Is there a case for governance reform, then? Several vice-chancellors have tried and been frustrated. Sir John Hood, the first appointed external candidate at Oxford, who served from 2004 to 2009, sought to introduce a board of directors with a majority of externally appointed members to approve the budget and oversee the running of the university. His proposals were defeated, however. Evans describes Hood’s tenure as an “absolute disaster”. Within weeks of taking up the role, the New Zealander was “demanding to reform the governance and was voted down after 18 months of fighting and debate and then left after five years”, she says.
Similarly, Alec Broers, in post at Cambridge from 1996 to 2003, tried to reform governance and was broadly defeated.

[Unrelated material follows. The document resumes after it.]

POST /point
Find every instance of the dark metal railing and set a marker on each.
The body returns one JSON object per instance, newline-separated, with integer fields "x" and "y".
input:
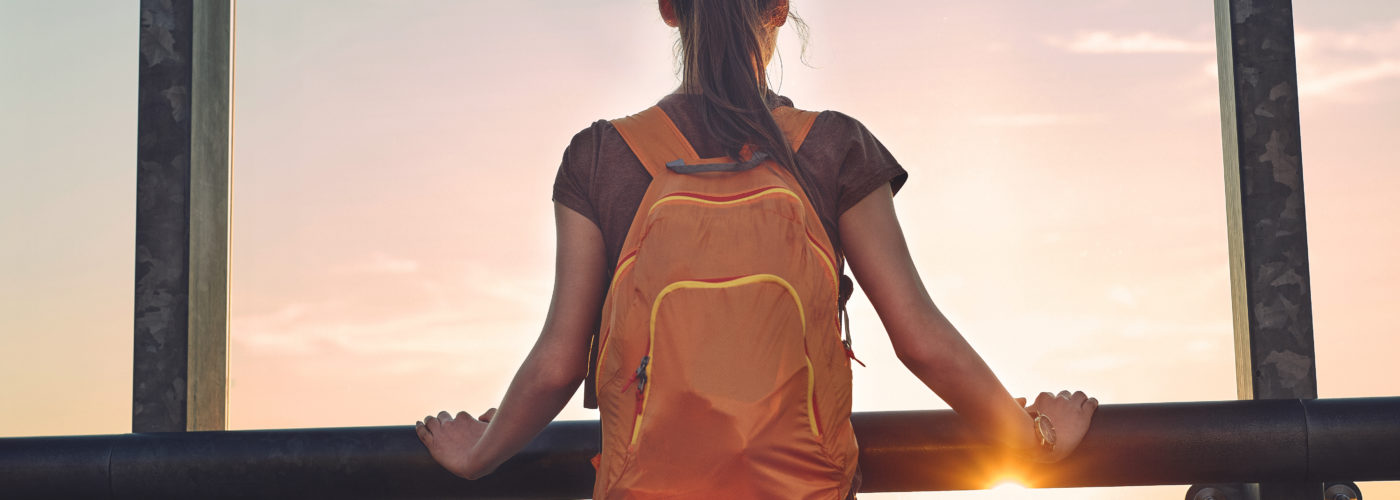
{"x": 1231, "y": 441}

Broers wanted the vice-chancellor to be Cambridge’s principal academic and administrative officer, responsible for the overall direction and management of the university and its finances, ?reported in 2003. But the only reform he managed to push through was to increase the number of pro vice-chancellors at Cambridge from two to five.
Nevertheless, many at Cambridge and Oxford insist that non-academics have gained power over recent decades. Economist Peter Oppenheimer wrote in a recent issue of Oxford Magazine that reforms carried out in 1999 “unwittingly abolished the academic community’s control over the size and activities of the central administration”. The administration “responded by grossly over-expanding its own staff numbers and by proceeding largely to eliminate participation of the academic body in the university’s governance”, he claims.
For her part, Richard, who took office after Broers, describes her predecessor’s attempts at reform as “heroic”.? But reforming governance structures alone is not enough, she insists. “The truth of the matter is that the best governance arrangements don’t save you if you don’t have a group of people across the face of the university who are working and collaborating together,” she says, adding: “Good governance is not trivial or irrelevant, but it is far from the only key to being able to forge your way towards the future.”
Looking back, Richard described the job of leading Cambridge as “intensely interesting and wonderful, and intensely hard work”. It also requires a high level of physical resilience, she adds. “Being able to get off the plane in Hong Kong after a night on the plane and function intelligently after almost no sleep…these are things that require a certain robustness.”
No doubt there is no shortage of candidates to take over from Toope and Richardson. But it is equally clear that whoever ultimately get the academics’ nod is in for an eventful and gruelling few years.